In changing the movie, Howard, Bush, Rawley and others found that they were better able to incorporate the film’s message of inclusion and harmony, along with a satisfying story.

“We never wanted this to be a message movie,” said Howard. “We always wanted it to be this great piece of entertainment, great emotion, great storytelling, but it’s never, ever supposed to be in-your-face with the message of the movie. Just letting Judy learn that and seeing her progress grow and grow, it became sort of a personal story between the two of them and helped us in a huge way.”


The other thing that helped in a huge way—especially when in executing such a major change—was adding Rich Moore as another director. When Zootopia was starting production, Moore was working on his own movie, Wreck-It Ralph, which was released in 2012. He then went to work on something we won’t see for several years, before his phone rang with the head of Disney Pictures, John Lasseter, asking him to come on board.

“When you’re in production for years, there are these kind of gear shifts that you can feel,” Moore said. “‘Okay, that’s ramping up. It’s going up another level.’ And [Zootopia] was just ready to go up another one. It was like jumping onto a fast-moving train.”

Moore’s main task at the beginning was helping Howard manage all the changes that switching lead characters from Nick to Judy meant for the movie as a whole, and Howard was happy for the help.


“It’s great to have partners on these films,” Howard said. “It’s great to have someone to do a gut check with.”

Oddly, while everyone making Zootopia has no problem balancing and checking each other, even when it becomes incredibly difficult, the president of Disney Animation Andrew Millstein claimed there’s one place they never ever look to make sure they’re on the right track.

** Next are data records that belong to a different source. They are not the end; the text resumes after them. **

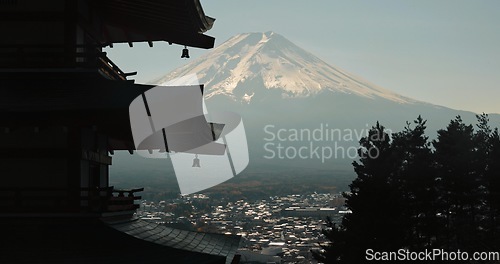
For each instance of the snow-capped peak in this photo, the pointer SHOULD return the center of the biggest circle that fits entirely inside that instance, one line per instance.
(238, 66)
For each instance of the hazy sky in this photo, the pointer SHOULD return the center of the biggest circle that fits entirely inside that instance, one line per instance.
(442, 52)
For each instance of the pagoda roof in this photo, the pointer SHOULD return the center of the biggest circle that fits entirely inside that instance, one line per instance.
(175, 21)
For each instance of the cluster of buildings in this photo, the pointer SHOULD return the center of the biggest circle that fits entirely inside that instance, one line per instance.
(274, 230)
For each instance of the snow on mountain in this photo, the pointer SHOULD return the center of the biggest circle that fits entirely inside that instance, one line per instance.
(271, 60)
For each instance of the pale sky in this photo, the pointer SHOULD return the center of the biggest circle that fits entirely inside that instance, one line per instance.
(442, 52)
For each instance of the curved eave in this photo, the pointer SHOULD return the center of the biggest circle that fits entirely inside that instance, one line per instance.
(175, 21)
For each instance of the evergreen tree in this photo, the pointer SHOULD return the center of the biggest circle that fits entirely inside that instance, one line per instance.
(416, 174)
(458, 183)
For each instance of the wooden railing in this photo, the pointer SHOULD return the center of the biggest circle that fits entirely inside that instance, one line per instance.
(94, 200)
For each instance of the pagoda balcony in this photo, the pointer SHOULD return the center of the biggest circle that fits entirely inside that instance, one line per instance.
(49, 201)
(53, 58)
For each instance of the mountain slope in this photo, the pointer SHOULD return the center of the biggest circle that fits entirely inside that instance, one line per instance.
(274, 84)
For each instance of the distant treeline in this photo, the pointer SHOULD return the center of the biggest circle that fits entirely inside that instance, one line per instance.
(418, 194)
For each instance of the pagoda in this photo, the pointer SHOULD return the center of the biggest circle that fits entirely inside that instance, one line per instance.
(64, 111)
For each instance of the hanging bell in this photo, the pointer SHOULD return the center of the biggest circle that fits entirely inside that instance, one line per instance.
(196, 162)
(185, 53)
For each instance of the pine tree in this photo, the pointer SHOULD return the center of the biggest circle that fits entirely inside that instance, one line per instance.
(458, 183)
(416, 174)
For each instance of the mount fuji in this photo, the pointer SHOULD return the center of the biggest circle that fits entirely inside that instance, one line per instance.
(286, 94)
(251, 66)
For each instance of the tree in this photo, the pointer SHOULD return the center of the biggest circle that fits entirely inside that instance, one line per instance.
(416, 175)
(458, 183)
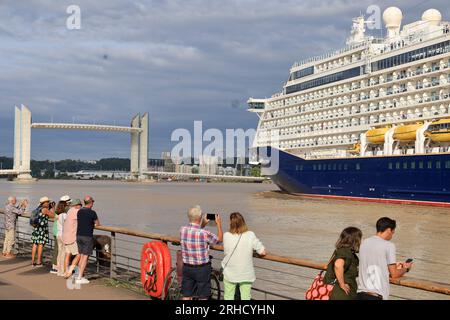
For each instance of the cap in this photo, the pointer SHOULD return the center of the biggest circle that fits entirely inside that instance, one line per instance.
(75, 202)
(44, 199)
(65, 198)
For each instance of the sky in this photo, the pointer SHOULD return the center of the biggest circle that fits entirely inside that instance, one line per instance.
(178, 60)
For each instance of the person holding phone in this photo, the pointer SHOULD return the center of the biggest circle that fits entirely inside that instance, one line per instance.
(239, 244)
(195, 242)
(377, 257)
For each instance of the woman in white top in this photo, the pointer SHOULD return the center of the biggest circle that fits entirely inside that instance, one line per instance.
(239, 245)
(61, 250)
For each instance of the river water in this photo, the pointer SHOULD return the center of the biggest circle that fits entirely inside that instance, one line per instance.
(287, 225)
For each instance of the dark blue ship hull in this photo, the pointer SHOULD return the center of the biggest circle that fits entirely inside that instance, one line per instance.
(406, 177)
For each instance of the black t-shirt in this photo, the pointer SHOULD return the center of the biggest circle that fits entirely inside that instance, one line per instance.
(86, 222)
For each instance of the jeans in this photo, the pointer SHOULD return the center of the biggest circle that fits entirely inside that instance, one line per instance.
(230, 289)
(61, 256)
(9, 241)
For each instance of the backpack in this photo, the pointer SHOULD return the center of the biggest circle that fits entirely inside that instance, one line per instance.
(34, 217)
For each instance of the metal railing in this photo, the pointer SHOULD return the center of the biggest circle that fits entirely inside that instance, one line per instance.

“Well, we really don’t follow the competition all that much,” Millstein said. “When Byron and Jared wanted to make this film, talking animals in an animal world, we didn’t say, ‘Oh, Blue Sky is making that, Illumination is making one.’ There are so many ways to tell a talking-animal story, and what better challenge is there to differentiate yourself from whatever anybody else is making? So our standard is really a self-referential standard, cause we want to make it great. And let the chips fall where they may.”